Reader Contribution by Jennifer Nemec

This year, for the first time in recent memory, I have been tasked with bringing something to Thanksgiving dinner. When I announced this in our staff meeting last week, everyone was quite impressed, until I told them I was making the two JELL-O/Cool Whip-related salads that we always have at a Nemec family holiday dinner.

One year we only had one of the two, and my little brother (not so little anymore) just couldn’t handle it. So, these two must be there. The names are what we call them, and I’ll have to check with Mom to find out from whence they came. (I’m pretty sure I remember the first time we had the apricot one, but the cherry seems to have always been a staple.)

The first we call “Apricot Salad,” which is a bit of a misnomer, because it’s not very “salad-y.” It’s made with only 3 ingredients: apricot JELL-O (1 package), apricot nectar (2 cups – I found this in the juice aisle at a local grocery store), and cream cheese (1 brick, 8 oz., softened).

The nectar takes the place of water in the directions on the JELL-O package. First heat one cup of the nectar and then dissolve the JELL-O in it.  Place the softened cream cheese in a medium-sized bowl, and then with a whisk (or an egg beater), slowly add the nectar mixture to the cream cheese. Then add the additional cup of nectar in a similar manner. (If you find it too sweet, you can switch out some of the nectar for water.)

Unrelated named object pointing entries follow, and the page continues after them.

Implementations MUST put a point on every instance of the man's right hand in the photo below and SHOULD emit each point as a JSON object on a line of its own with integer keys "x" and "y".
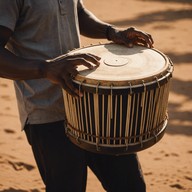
{"x": 63, "y": 69}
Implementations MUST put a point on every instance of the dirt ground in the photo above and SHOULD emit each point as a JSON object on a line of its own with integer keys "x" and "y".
{"x": 167, "y": 166}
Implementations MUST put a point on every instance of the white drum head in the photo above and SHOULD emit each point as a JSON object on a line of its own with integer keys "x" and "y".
{"x": 120, "y": 64}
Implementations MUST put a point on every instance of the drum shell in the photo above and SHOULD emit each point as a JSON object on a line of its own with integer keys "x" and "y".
{"x": 118, "y": 119}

This salad turns out differently depending on how earnestly you wisk/stir the creamcheese into the JELL-O. If you’re a bit lackadaisical, you end up with slightly creamy JELL-O with a cottage-cheese-looking topping. If you are more serious about getting the lumps out, the whole thing turns into creamy goodness – though don’t go too far, or you’ll end up with foam on top. All of these versions taste great, and I’m pretty sure my brother prefers the cottage-cheese-y version.

The second salad (which my brother’s been making lately) is the “Pink Fluff.” This one is even easier, because you don’t have to heat anything up. In this one you have a can of cherry pie filling (my dad’s favorite), a can of crushed pineapple (don’t get the “in syrup” kind), a can of sweetened condensed milk, and a container of whipped topping. Drain the pineapple juice (into a glass — yum), then mix it, the cherry pie filling, and the condensed milk together in a rather big bowl. When those three are good and combined, slowly fold in the whipped topping. (This is where you can get in trouble with this one, when “folding” becomes “beating” you end up with a soupy mess.)

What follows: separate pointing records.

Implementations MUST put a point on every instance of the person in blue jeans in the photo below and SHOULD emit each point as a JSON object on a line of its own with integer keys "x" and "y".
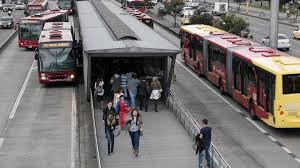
{"x": 110, "y": 123}
{"x": 132, "y": 89}
{"x": 203, "y": 140}
{"x": 135, "y": 127}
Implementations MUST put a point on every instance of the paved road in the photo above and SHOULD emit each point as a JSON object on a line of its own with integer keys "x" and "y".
{"x": 240, "y": 142}
{"x": 165, "y": 144}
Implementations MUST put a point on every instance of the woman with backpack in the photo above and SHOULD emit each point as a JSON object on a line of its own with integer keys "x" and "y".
{"x": 122, "y": 109}
{"x": 156, "y": 92}
{"x": 99, "y": 90}
{"x": 110, "y": 123}
{"x": 135, "y": 127}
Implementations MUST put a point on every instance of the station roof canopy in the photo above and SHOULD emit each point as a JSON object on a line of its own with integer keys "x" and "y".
{"x": 107, "y": 30}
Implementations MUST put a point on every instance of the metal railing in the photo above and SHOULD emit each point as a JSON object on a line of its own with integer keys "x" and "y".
{"x": 95, "y": 130}
{"x": 193, "y": 128}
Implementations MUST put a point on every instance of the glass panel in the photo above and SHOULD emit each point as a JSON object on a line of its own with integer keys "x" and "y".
{"x": 64, "y": 4}
{"x": 291, "y": 84}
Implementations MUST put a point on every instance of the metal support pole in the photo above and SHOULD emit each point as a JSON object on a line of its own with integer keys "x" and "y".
{"x": 274, "y": 23}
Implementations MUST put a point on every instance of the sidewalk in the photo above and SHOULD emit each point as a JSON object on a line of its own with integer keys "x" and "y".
{"x": 165, "y": 144}
{"x": 258, "y": 13}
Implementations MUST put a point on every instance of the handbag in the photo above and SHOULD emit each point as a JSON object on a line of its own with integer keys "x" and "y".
{"x": 117, "y": 131}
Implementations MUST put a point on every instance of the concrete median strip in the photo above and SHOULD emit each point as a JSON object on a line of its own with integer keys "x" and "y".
{"x": 7, "y": 40}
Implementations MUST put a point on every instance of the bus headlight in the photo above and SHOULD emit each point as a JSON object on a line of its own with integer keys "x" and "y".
{"x": 43, "y": 76}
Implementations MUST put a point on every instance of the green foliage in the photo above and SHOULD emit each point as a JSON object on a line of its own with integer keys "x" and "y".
{"x": 202, "y": 18}
{"x": 232, "y": 24}
{"x": 173, "y": 7}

Most of my family eats these as “dessert” rather than with the meal, and a little goes a long way. When the pink fluff and turkey sandwiches are gone, it’s time to head home.

When I was in college, I had a nightmare that involved my boyfriend taking me home to his family Thanksgiving and his mother asking me to make the gravy as a test… I woke up screaming.

Since then, I’ve advanced (much more than I let on). I can make many wonderful meals in my wok, I love quinuoa, and I’m learning more every day. I likely won’t be involved in the turkey basting process this year (or maybe ever, one of my brothers has a restaurant management degree and is pretty territorial about the bird), but . . . I made the salads.